Clinical Trials for Wolfram Syndrome Neurodegeneration: Novel Design, Endpoints, and Analysis Models

Abstract

Objective: Wolfram syndrome, an ultra-rare condition, currently lacks effective treatment options. The rarity of this disease presents significant challenges in conducting clinical trials, particularly in achieving sufficient statistical power (e.g., 80%). The objective of this study is to propose a novel clinical trial design based on real-world data to reduce the sample size required for conducting clinical trials for Wolfram syndrome.

Methods: We propose a novel clinical trial design with three key features aimed at reducing sample size and improve efficiency: (i) Pooling historical/external controls from a longitudinal observational study conducted by the Washington University Wolfram Research Clinic. (ii) Utilizing run-in data to estimate model parameters. (iii) Simultaneously tracking treatment effects in two endpoints using a multivariate proportional linear mixed effects model.

Results: Comprehensive simulations were conducted based on real-world data obtained through the Wolfram syndrome longitudinal observational study. Our simulations demonstrate that this proposed design can substantially reduce sample size requirements. Specifically, with a bivariate endpoint and the inclusion of run-in data, a sample size of approximately 30 per group can achieve over 80% power, assuming the placebo progression rate remains consistent during both the run-in and randomized periods. In cases where the placebo progression rate varies, the sample size increases to approximately 50 per group.

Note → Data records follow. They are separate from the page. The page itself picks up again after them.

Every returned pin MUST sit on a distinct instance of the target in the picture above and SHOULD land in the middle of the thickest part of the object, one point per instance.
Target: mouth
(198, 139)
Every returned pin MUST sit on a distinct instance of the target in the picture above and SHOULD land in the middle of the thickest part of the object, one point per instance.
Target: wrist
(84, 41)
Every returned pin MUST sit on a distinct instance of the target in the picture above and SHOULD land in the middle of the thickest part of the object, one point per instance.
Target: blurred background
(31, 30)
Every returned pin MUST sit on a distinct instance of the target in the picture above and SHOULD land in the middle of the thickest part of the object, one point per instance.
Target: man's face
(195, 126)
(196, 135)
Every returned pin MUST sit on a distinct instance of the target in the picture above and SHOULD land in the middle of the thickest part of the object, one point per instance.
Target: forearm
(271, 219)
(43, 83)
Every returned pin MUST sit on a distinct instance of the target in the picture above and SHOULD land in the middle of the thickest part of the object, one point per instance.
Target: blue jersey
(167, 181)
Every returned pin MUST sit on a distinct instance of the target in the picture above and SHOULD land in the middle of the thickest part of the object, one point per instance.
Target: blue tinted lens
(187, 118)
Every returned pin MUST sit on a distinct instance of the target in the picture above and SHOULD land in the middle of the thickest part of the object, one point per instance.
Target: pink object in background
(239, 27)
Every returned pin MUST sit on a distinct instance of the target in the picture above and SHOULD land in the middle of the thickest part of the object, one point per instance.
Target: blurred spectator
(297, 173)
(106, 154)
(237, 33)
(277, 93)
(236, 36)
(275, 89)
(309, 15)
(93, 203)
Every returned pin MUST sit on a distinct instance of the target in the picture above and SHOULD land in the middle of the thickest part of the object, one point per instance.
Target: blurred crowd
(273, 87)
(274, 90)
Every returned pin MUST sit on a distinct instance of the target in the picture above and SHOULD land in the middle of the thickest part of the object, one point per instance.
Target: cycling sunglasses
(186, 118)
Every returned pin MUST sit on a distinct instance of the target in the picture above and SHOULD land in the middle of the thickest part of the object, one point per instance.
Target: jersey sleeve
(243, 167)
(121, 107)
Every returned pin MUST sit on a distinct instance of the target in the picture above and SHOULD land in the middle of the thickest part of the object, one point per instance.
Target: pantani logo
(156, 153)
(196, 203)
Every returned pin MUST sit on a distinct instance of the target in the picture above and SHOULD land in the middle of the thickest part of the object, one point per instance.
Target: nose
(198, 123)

Conclusions: For rare diseases like Wolfram syndrome, leveraging existing resources such as historical/external controls and run-in data, along with evaluating comprehensive treatment effects using bivariate/multivariate endpoints, can significantly expedite the development of new drugs.

Keywords: Wolfram syndrome; historical/external controls; multivariate endpoints; multivariate proportional model; run-in data.

Figure 1:

Demonstration of how clinical trials might use run-in data. Left: a trial design that uses the same disease progression rate for placebo during the run-in period and the randomized period; Right: a trial design that uses different disease progression rates for placebo during the run-in period and the randomized period.

Figure 2:

Power comparison between models with vs. without run-in data for the univariate endpoint of visual acuity. A and B: The disease progression rate for placebo participants is assumed to be the same throughout both the run-in and randomized periods (as in left panel in Figure 1). C and D: The disease progression rate for placebo participants is assumed to be slower in the randomized than the run-in period (as in right panel in Figure 1). 30%, 40% reduction: 30%, 40% reduction in the disease progression relative to the placebo group. No Run-in LME (purple lines): without run-in data analyzed using LME model 1. Run-in LME (blue lines): with run-in data analyzed using LME model 1. Run-in LME % Effect: (yellow lines) with run-in data analyzed using LME model 2

Figure 3:

Power comparison between models with bivariate vs. univariate endpoints and with vs. without run-in data. A and B: The disease progression rate for placebo participants is assumed to be the same throughout both run-in and randomized periods (as in left panel in Figure 1). C and D: The disease progression rate for placebo participants is assumed to be slower during the randomized than run-in period (as in right panel in Figure 1). 30%, 40% reduction: 30%, 40% reduction in the disease progression relative to the placebo group. Univariate Visual Acuity: visual acuity analyzed by LME model 1. Univariate Thalamus Volume: thalamus volume analyzed by LME model 1; No-Run-in Bivariate Endpoint: bivariate endpoint of visual acuity and thalamus volume analyzed by model 3 without run-in data; Run-in Bivariate Endpoint: bivariate endpoint of visual acuity and thalamus volume analyzed by model 3 with run-in data.